The multi-state lawsuit specifically seeks a court ruling. They want the court to determine “whether and to what extent” 23andMe can transfer data without explicit consent.
Frequently Asked Questions
Why does California’s AG argue the 23andMe sale violates state law?
California Attorney General Rob Bonta contends the planned sale breaches the state’s Genetic Information Privacy Act (GIPA). This law requires companies to get explicit “opt-in” consent from customers. This consent is needed before* selling their genetic information to any third party. The AG’s office believes the terms of the bankruptcy sale transfer vast amounts of this sensitive data without fulfilling this requirement.

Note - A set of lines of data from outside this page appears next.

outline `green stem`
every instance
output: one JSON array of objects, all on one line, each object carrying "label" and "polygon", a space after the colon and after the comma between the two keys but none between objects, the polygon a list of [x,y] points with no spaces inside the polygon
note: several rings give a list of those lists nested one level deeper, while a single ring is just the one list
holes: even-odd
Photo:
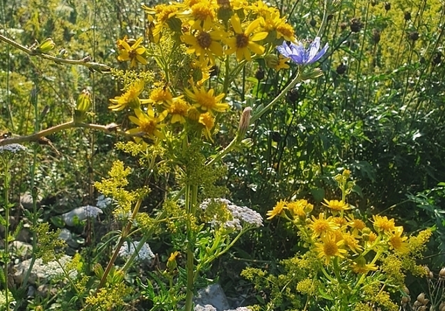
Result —
[{"label": "green stem", "polygon": [[99,62],[90,62],[89,60],[90,58],[84,58],[81,60],[68,60],[65,58],[59,58],[58,57],[45,54],[44,53],[38,53],[35,50],[27,48],[26,47],[24,47],[19,43],[17,43],[15,41],[9,39],[7,37],[5,37],[3,35],[0,35],[0,41],[3,41],[3,42],[6,42],[9,45],[12,45],[13,47],[22,50],[31,56],[40,56],[42,58],[52,60],[53,62],[58,64],[62,63],[68,65],[80,65],[90,68],[93,70],[97,70],[101,72],[109,72],[111,70],[111,69],[106,65],[100,64]]},{"label": "green stem", "polygon": [[4,171],[4,201],[5,201],[5,255],[3,274],[5,278],[5,302],[6,310],[9,311],[9,289],[8,287],[8,265],[9,264],[9,163],[8,160],[3,160]]},{"label": "green stem", "polygon": [[188,217],[187,221],[187,289],[186,294],[186,311],[191,311],[193,307],[193,280],[194,276],[194,257],[193,249],[194,242],[191,228],[192,221],[192,207],[193,202],[191,199],[191,185],[186,185],[186,209]]},{"label": "green stem", "polygon": [[286,94],[287,94],[289,90],[293,87],[295,85],[297,84],[300,81],[301,81],[301,76],[300,74],[300,70],[298,70],[298,72],[297,72],[297,74],[296,77],[293,78],[293,79],[292,79],[292,81],[289,83],[289,84],[288,84],[286,86],[286,87],[283,89],[282,91],[281,91],[281,92],[277,96],[277,97],[273,99],[272,101],[270,101],[266,107],[264,107],[261,110],[259,110],[259,112],[257,112],[257,113],[255,113],[254,115],[252,116],[252,117],[250,118],[250,124],[254,123],[255,121],[257,121],[258,119],[262,117],[263,115],[264,115],[266,112],[270,110],[272,106],[273,106],[275,103],[277,103],[277,102],[278,102],[278,101],[280,101],[282,98],[283,98],[286,95]]}]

How can 23andMe customers request deletion of their genetic data?
Customers concerned about the sale can request their data be deleted. The process involves logging into the 23andMe website account. Navigate to the “Settings” section. Find “23andMe Data,” then select “View,” followed by “Delete Data,” and finally “Permanently Delete Data.” A confirmation via email is required to finalize the request. Note that deletion is generally permanent. Some basic genetic data and demographics might be retained for legal compliance.
Does selling genetic data during bankruptcy have special privacy risks?
Yes, experts and state officials highlight increased risks. Direct-to-consumer genetic data like 23andMe’s is often not protected by HIPAA standards, unlike medical records. In a bankruptcy sale, data can be transferred as an asset. While the buyer might initially follow existing policies, they can typically change them later. This poses a risk that sensitive, immutable genetic information could be used or shared in ways customers did not originally anticipate or consent to.
What Comes Next
The federal bankruptcy judge has approved the sale to TTAM Research Institute. The transaction is expected to close in the coming weeks. However, the legal challenge from California and other states continues. AG Bonta’s office is currently “evaluating next steps.” This suggests the potential for further legal action or intervention. The battle over the future and privacy of millions of genetic profiles is far from over. This case highlights the ongoing tension between corporate transactions, consumer privacy rights, and the unique sensitivity of genetic information.